Specialty Grand Challenge ARTICLE

Front. Chem., 22 April 2016 |

Whither Enzymology in the Twenty First Century?

  • Departments of Chemistry and Biological Chemistry, University of Michigan, Ann Arbor, MI, USA


This “grand challenge” article marks the creation of a new specialty section shared between Frontiers in Chemistry and Frontiers in Molecular Biology that is dedicated to enzymology and protein chemistry. My aim in this article is to provide a personal perspective on the challenges and opportunities for field of enzymology and the directions in which it could and should move in the coming years. I hope this will challenge the reader to think more deeply about this discipline and its broader impact on science. But before gazing into the future, it is worthwhile briefly reviewing how our field has evolved until now, as it is this perspective that frames our outlook.

Whither Enzymology? was the title of a symposium held in 1990 to honor the late Jeremy Knowles on the occasion of his Sixtieth birthday (Raines, 2008). Knowles was in the vanguard of a pioneering group of enzymologists who first employed the tools of physical organic chemistry to study enzyme reactions. In the 1970's his group was the first to determine the full set of elementary rate constants defining the free energy profile for an enzyme-catalyzed reaction—that of triose phosphate isomerase (Albery and Knowles, 1976). This information, put together with the crystal structure for this enzyme, allowed us to understand enzyme catalysis with the kind of precision previously only possible for simple organic molecules. Subsequently, his lab was among the first to use site-specific mutagenesis to make precisely defined changes to enzyme active sites, which combined with detailed measurements of their effect on catalysis, allowed the relationships between enzyme structure and mechanism to be elucidated.

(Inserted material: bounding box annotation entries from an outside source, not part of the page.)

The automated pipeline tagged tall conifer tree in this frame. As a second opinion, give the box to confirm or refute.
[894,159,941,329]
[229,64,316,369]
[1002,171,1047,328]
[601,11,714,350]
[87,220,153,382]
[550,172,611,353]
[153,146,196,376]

Studies such as these blew away the “fluffy clouds” obscuring the view of earlier generations of enzymologists, revealing enzymes to be exquisitely evolved, highly complex and incredibly efficient organic catalysts, but nevertheless subject to, and understood through, the basic principles of chemistry—in Knowles' words: “not different, just better” (Knowles, 1991). This view has shaped enzymology for the past 25 years, and by extension our view of cellular biology. It directly underpins the burgeoning discipline of synthetic biology, a field that involves tinkering with enzymes on a scale unimaginable in Knowles' era.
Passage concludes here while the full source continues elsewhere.